Jaundice associated with delta-bilirubin may lack detectible urine bilirubin on dipstick surveillance. Although it is not important to measure delta-bilirubin, its presence may confound appraisal of treatment response.
Another phenomenon associated with delta-bilirubin is that some patients exhibit an increase in plasma bilirubin concentration after plasma or albumin transfusion, reflecting bilirubin flux from tissues to the intravascular compartment. Accrual of delta-bilirubin additionally contributes to the poor clinical utility of van den Bergh bilirubin fractionation in that delta-bilirubin yields a direct diazo reaction.

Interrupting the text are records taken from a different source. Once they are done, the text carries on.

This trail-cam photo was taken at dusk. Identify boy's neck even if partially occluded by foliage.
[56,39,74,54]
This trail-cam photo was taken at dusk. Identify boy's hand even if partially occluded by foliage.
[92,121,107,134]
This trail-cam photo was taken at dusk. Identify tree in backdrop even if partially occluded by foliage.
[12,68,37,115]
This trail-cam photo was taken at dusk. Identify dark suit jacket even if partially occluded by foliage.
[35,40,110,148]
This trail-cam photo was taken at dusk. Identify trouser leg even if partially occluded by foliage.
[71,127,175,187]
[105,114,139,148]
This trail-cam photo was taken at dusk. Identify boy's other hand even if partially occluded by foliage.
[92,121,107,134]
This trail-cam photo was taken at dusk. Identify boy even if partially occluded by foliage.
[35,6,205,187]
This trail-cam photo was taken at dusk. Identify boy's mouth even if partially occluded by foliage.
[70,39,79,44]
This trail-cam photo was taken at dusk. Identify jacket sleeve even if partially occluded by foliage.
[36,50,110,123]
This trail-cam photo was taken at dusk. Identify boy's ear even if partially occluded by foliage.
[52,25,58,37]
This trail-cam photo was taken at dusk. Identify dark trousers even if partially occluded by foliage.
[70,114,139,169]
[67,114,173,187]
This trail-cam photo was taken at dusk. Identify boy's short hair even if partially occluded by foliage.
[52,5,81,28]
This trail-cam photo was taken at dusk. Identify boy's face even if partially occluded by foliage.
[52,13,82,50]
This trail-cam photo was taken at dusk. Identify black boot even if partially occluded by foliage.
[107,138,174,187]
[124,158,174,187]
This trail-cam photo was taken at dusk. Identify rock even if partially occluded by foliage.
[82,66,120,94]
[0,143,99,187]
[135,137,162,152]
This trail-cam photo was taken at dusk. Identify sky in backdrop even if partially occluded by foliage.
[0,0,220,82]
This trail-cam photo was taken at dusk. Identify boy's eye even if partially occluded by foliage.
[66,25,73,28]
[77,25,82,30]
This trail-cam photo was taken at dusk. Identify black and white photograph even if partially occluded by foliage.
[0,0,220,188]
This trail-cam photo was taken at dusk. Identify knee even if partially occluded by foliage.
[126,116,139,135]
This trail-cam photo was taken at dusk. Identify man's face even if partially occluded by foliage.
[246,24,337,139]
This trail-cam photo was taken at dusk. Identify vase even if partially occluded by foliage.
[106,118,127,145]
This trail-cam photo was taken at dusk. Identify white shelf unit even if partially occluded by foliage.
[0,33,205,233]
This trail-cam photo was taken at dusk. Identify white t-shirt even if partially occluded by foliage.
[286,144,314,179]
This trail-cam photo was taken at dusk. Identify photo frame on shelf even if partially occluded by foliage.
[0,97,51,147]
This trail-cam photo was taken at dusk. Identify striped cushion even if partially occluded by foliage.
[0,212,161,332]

Irrespective of delta-bilirubin accrual, all jaundiced animals accumulate CBr in tissues and fluids that house high albumin concentrations. Measurement of bilirubin concentration in abdominal effusions is often explored to exonerate consideration of bile peritonitis as a cause of jaundice. In the absence of bile peritonitis, effusion bilirubin concentrations are coordinate with plasma bilirubin concentrations, contrasting with extreme bilirubin concentrates in effusions associated with bile peritonitis.